А работать с Шаповаловым стало нелегко. Никогда еще он не испытывал такого прилива сил, такого страстного желания воплотить идею синтеза в осязаемый процесс и далее — в один из значительных источников народного богатства. Голос Шаповалова стал властным. Сам не прощающий себе потерянной минуты, теперь он начал так же относиться к людям в своей группе. Лидия Романовна его всячески поддерживала. Люди творили почти чудеса, а он хотел еще большего. Тема шла параллельными ручьями, и он не выпускал из поля зрения каждый ручеек, напором всей своей души пытался убыстрить течение, как только мог выравнивал извилистые русла.

Но месяцы тоже помчались стремительно. За окнами опять зеленая листва. В гуще парка зацвела и отцвела черемуха.

Изредка к Шаповалову в лабораторию заглядывал новый секретарь университетской парторганизации — перешедший сейчас полностью на партийную работу доцент-географ. Будучи вообще неразговорчивым, он, как правило, усаживался в стороне, молча курил трубку.

Гудели катушки электрических устройств. Люди стояли у столов. Суетливости не было заметно, однако все, что делалось здесь, делалось очень четко и умело. Шаповалов время от времени обходил весь фронт лабораторных установок, по-рысьи всматривался в циферблаты и шкалы приборов. А о Маркове уже не вспоминал никто: Марков (еще с «тациту консэнзу» старого ректора) поспешно уволился, исчез куда-то из города.
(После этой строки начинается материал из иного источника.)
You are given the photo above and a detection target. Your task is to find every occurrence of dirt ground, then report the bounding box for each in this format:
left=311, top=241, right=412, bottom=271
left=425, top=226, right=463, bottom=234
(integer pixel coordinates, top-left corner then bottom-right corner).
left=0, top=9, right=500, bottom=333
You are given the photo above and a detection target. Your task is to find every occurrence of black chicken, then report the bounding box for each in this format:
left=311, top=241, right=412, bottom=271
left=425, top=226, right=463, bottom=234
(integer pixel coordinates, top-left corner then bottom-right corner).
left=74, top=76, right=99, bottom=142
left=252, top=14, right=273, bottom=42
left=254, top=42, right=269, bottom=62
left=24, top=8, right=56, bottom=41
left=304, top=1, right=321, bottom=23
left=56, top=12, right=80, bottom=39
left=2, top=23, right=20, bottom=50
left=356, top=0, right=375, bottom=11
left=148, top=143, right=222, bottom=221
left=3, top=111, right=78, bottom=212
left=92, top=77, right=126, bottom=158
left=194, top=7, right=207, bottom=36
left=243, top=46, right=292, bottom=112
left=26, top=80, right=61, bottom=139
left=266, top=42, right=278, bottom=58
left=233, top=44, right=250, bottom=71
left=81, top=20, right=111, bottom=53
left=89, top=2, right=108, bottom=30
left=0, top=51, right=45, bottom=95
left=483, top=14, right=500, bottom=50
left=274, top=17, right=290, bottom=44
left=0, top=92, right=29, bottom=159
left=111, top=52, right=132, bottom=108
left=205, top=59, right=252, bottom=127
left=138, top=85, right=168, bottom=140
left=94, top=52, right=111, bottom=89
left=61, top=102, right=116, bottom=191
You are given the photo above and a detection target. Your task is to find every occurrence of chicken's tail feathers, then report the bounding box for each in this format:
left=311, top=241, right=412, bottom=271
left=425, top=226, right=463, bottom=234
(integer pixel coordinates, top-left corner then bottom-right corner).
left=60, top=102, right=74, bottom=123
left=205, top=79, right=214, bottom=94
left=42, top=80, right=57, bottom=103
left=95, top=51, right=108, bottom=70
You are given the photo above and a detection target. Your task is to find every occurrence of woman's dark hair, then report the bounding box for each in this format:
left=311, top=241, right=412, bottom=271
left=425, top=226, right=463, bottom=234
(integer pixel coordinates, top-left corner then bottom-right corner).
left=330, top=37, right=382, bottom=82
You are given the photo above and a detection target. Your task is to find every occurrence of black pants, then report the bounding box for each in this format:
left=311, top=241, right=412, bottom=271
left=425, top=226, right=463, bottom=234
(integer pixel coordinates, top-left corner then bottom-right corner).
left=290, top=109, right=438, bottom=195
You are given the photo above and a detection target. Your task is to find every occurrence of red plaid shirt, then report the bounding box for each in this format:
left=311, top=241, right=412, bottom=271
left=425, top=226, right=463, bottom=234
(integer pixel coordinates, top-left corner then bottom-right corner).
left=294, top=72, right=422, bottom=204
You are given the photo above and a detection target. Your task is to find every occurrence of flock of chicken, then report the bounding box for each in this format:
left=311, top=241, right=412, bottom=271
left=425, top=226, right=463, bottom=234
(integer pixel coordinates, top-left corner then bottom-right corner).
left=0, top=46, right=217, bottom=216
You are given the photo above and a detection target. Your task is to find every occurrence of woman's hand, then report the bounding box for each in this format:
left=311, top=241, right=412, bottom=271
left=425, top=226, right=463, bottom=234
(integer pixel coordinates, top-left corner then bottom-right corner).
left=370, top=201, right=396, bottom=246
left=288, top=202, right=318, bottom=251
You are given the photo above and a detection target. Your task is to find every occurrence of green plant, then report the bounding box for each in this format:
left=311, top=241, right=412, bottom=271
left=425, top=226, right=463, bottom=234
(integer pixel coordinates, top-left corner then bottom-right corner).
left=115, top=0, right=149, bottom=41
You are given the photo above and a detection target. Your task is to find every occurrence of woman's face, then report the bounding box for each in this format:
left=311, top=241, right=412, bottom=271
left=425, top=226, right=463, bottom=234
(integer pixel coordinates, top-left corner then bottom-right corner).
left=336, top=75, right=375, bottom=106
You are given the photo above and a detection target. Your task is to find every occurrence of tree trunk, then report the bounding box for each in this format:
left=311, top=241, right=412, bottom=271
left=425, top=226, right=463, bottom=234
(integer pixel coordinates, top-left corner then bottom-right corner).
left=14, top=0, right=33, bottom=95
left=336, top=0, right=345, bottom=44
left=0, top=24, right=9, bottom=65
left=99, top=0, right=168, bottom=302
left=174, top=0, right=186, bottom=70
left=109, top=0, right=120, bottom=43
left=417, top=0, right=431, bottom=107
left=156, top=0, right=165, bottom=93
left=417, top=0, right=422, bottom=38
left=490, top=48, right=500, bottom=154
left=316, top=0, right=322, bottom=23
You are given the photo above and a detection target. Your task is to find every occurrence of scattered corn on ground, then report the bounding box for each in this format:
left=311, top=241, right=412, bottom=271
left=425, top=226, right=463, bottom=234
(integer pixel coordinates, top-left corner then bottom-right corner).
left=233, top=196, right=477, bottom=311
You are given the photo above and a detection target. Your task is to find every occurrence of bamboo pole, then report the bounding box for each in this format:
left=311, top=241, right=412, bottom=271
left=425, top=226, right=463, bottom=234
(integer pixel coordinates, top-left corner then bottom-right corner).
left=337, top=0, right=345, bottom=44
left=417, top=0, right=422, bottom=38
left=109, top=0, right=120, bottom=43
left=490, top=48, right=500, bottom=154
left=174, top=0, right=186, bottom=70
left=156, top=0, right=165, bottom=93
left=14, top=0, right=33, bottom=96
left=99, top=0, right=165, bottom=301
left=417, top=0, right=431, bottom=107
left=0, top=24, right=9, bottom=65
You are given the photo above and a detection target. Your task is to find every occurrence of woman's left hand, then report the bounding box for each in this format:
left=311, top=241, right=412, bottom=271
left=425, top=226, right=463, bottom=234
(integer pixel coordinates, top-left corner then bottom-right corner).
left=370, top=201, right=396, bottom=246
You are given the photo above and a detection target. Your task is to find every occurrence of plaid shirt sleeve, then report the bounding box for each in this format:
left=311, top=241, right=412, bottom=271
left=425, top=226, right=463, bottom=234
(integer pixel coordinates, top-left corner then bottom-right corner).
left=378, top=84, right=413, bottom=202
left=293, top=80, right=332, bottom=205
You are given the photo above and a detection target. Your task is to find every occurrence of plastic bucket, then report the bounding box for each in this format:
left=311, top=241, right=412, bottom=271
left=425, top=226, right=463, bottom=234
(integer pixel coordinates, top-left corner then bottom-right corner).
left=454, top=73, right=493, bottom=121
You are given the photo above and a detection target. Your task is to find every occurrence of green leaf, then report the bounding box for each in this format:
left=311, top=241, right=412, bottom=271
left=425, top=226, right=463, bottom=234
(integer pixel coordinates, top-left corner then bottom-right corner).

У видавшего виды на своем веку географа, ученого, большевика с шестнадцатого года, мысли шли, привычно складываясь в обобщения. Сидя в уголку лаборатории, дымя трубкой, он иногда думал: любое дело, устремленное на благо человечества, у нас подчинено закону устойчивого равновесия. Нарушить равновесие чья-либо недобрая рука еще порой может. Но, согласно природе нашего общества, это равновесие рано или поздно будет восстановлено, и откачнувшийся груз, возвращаясь на свой путь, ударит по руке, помешавшей движению вперед.

6

Первая лекция Григория Ивановича состоялась в солнечный сентябрьский день. В аудитории было полно: сюда пришли студенты разных курсов, стояли в проходах, сидели на подоконниках, теснились у стен. Едва Григорий Иванович появился на пороге, аудитория встретила его таким шумом и аплодисментами, что он растерялся.